Curiosamente, le recensioni mondiali del film non dedicano una sola riga all’argomento, mentre i media non ufficiali che si occupano di Cuba dall’interno o dall’esterno dell’isola sono interessati solo a sottolineare che Jennifer López non si è recata all’Avana e che l’intero segmento sull’isola è stato girato a Gran Canaria.

In altre parole, l’aspetto più importante, che non è altro che il falsificazione della realtà di un Paese con i più alti livelli di sicurezza cittadina del continente, dove non c’è commercio di armi e dove i trafficanti non trovano il loro covo, come ai tempi dei pirati, viene accantonato.

Questa visione hollywoodiana, tanto inveterata quanto ripudiante, è in linea con le politiche delle amministrazioni statunitensi e con la loro intenzione di seminare nell’immaginario universale l’idea che Cuba sia uno Stato terrorista, un altro angolo oscuro dell’asse del male nelle cui strade prevalgono caos e barbarie.

Alcuni di questi elementi sono perfettamente in sintonia con le produzioni precedenti, anch’esse in prima linea con i tamburi commerciali anglosassoni, come Bad Boys II (Michael Bay, 2003), in cui Cuba era ritratta come un paradiso del narcotraffico, uno scenario senza legge in cui i criminali facevano e disfavano tanto sulle sue coste quanto nelle sue ville.

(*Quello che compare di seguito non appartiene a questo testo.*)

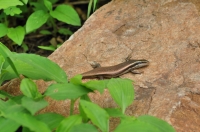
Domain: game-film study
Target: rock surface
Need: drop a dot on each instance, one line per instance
(165, 32)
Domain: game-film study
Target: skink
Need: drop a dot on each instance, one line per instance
(117, 70)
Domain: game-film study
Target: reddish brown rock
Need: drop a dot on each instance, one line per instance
(165, 33)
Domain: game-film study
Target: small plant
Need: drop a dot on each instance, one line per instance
(16, 111)
(36, 13)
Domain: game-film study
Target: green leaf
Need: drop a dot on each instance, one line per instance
(36, 20)
(2, 61)
(134, 125)
(66, 91)
(10, 107)
(7, 3)
(48, 5)
(37, 67)
(29, 88)
(45, 32)
(5, 52)
(163, 126)
(12, 11)
(68, 123)
(51, 119)
(84, 128)
(25, 1)
(34, 105)
(122, 92)
(3, 30)
(66, 14)
(114, 112)
(65, 31)
(28, 121)
(7, 125)
(16, 34)
(12, 66)
(98, 116)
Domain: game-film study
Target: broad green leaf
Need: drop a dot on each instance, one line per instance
(4, 95)
(33, 105)
(45, 32)
(36, 20)
(48, 4)
(51, 119)
(5, 75)
(134, 125)
(16, 34)
(67, 14)
(13, 66)
(28, 121)
(158, 123)
(25, 1)
(83, 128)
(114, 112)
(65, 31)
(66, 91)
(121, 91)
(98, 116)
(3, 30)
(13, 10)
(7, 3)
(5, 52)
(68, 123)
(85, 119)
(37, 67)
(29, 88)
(7, 107)
(7, 125)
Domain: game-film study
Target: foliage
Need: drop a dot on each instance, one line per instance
(36, 14)
(23, 110)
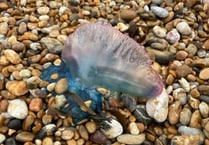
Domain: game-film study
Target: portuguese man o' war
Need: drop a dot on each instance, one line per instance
(98, 55)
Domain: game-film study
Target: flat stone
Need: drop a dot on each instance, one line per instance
(17, 108)
(12, 56)
(131, 139)
(17, 88)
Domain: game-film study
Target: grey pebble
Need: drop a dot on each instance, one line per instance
(160, 12)
(52, 44)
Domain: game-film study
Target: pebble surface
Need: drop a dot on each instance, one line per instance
(32, 34)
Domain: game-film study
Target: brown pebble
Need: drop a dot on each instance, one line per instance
(127, 15)
(12, 56)
(25, 136)
(181, 55)
(204, 74)
(17, 88)
(183, 70)
(35, 104)
(61, 86)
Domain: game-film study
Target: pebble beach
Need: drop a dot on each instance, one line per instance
(175, 34)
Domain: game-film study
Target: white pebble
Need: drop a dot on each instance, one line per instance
(183, 28)
(157, 107)
(17, 108)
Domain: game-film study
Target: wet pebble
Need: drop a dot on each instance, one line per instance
(160, 12)
(12, 56)
(127, 14)
(158, 104)
(17, 108)
(183, 28)
(2, 138)
(131, 139)
(25, 136)
(52, 44)
(17, 88)
(35, 104)
(115, 129)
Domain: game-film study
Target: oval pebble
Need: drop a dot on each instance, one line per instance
(160, 12)
(157, 107)
(17, 108)
(131, 139)
(183, 28)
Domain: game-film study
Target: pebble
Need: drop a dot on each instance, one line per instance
(195, 119)
(174, 112)
(158, 104)
(185, 116)
(204, 74)
(187, 139)
(36, 104)
(91, 126)
(2, 138)
(183, 70)
(159, 31)
(185, 130)
(67, 133)
(115, 130)
(184, 28)
(43, 10)
(131, 139)
(17, 108)
(133, 128)
(25, 136)
(204, 109)
(12, 56)
(127, 14)
(160, 12)
(17, 88)
(15, 124)
(61, 86)
(99, 138)
(83, 132)
(4, 28)
(52, 44)
(47, 141)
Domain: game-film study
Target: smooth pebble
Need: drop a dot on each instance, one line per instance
(17, 108)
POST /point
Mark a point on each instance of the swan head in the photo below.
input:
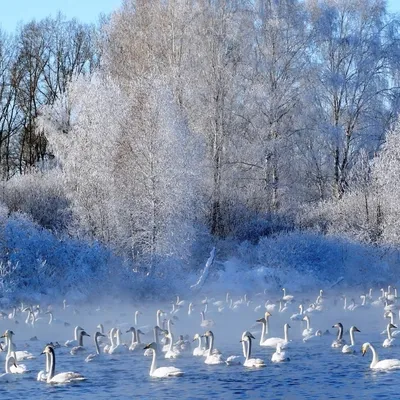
(196, 337)
(151, 345)
(208, 334)
(48, 350)
(247, 336)
(8, 333)
(365, 347)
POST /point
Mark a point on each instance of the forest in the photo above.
(131, 147)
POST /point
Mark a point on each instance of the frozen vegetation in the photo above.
(187, 147)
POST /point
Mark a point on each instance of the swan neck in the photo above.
(352, 337)
(286, 332)
(210, 349)
(96, 344)
(52, 366)
(340, 332)
(153, 362)
(389, 332)
(248, 355)
(375, 358)
(263, 329)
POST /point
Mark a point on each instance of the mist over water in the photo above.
(315, 370)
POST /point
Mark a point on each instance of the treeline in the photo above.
(177, 122)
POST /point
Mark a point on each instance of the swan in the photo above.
(206, 323)
(270, 307)
(339, 341)
(299, 316)
(42, 375)
(97, 355)
(391, 363)
(272, 342)
(279, 355)
(212, 358)
(8, 376)
(318, 334)
(136, 344)
(389, 341)
(171, 351)
(107, 347)
(308, 331)
(20, 354)
(265, 327)
(63, 377)
(119, 347)
(162, 372)
(199, 350)
(74, 341)
(80, 347)
(250, 362)
(286, 297)
(156, 331)
(350, 348)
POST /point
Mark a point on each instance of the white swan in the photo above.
(265, 328)
(74, 341)
(63, 377)
(199, 350)
(298, 316)
(339, 341)
(206, 323)
(8, 376)
(286, 297)
(251, 362)
(111, 334)
(162, 372)
(350, 348)
(42, 375)
(97, 355)
(308, 331)
(119, 347)
(279, 355)
(156, 331)
(135, 342)
(389, 341)
(390, 363)
(171, 352)
(212, 358)
(79, 348)
(20, 354)
(272, 342)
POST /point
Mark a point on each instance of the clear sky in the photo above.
(14, 11)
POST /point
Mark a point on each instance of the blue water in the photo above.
(315, 370)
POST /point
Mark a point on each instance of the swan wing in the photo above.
(387, 364)
(67, 377)
(164, 372)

Anche se con meno cianuro ideologico, si è visto anche in Non è tempo di morire (Cary Joji Fukunaga, 2021), e il suo favoleggiato arcipelago caraibico di spie internazionali e violente risse di strada.

Lo spazio limitato non ci permette di alludere ad altre produzioni, né a una tendenza che risale a prima del 1959, attraverso i lungometraggi americani che reinventavano, a loro capriccio e per i loro perversi scopi manipolatori, la storia del nostro Paese.

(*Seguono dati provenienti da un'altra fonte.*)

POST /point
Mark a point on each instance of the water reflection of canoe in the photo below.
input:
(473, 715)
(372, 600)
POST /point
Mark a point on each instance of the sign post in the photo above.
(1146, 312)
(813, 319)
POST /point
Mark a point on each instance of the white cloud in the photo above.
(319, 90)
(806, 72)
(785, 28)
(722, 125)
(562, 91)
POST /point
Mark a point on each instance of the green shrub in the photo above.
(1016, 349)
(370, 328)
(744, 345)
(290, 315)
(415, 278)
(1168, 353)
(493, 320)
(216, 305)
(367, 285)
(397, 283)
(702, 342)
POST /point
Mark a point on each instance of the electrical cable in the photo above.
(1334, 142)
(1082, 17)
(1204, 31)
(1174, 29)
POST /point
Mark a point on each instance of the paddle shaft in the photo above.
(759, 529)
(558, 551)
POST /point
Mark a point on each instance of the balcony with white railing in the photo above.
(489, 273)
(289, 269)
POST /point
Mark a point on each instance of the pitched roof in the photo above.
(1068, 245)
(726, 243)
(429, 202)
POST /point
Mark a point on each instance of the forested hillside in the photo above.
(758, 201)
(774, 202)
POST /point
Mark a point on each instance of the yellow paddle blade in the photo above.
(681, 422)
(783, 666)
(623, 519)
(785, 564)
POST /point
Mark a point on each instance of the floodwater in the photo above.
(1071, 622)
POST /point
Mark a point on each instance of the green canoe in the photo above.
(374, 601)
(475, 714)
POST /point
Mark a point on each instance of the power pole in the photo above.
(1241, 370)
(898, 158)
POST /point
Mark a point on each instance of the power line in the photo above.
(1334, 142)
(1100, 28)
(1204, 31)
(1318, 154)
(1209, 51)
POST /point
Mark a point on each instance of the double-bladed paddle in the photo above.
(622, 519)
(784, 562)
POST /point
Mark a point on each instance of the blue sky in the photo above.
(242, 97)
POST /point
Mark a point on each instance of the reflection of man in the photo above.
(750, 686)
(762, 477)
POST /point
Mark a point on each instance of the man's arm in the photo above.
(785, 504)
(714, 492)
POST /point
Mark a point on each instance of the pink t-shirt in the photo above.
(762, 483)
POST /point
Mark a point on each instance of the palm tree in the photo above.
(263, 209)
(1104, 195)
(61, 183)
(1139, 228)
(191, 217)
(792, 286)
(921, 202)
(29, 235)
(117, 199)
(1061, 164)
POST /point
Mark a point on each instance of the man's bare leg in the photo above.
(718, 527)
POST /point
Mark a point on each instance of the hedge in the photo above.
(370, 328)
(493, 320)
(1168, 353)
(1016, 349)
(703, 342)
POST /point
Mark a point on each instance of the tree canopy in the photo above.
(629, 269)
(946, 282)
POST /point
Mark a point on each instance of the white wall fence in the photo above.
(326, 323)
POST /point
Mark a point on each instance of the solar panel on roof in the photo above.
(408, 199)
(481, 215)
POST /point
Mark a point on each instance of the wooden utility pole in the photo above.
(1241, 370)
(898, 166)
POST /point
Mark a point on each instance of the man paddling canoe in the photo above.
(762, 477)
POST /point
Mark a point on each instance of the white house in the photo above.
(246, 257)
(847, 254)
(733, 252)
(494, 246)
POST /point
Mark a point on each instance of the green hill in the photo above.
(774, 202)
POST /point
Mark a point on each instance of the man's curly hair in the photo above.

In breve, la Cuba de La Madre è l’eterna isola della visione immaginaria di Hollywood, una sorta di ciò che il Paese era in parte prima della Rivoluzione e di ciò che vorrebbero che fosse oggi. Fortunatamente per noi che viviamo qui, c’è un mondo di differenza tra i film e la realtà. Ma, purtroppo, questa è l’immagine di noi che continua a essere esportata nel mondo.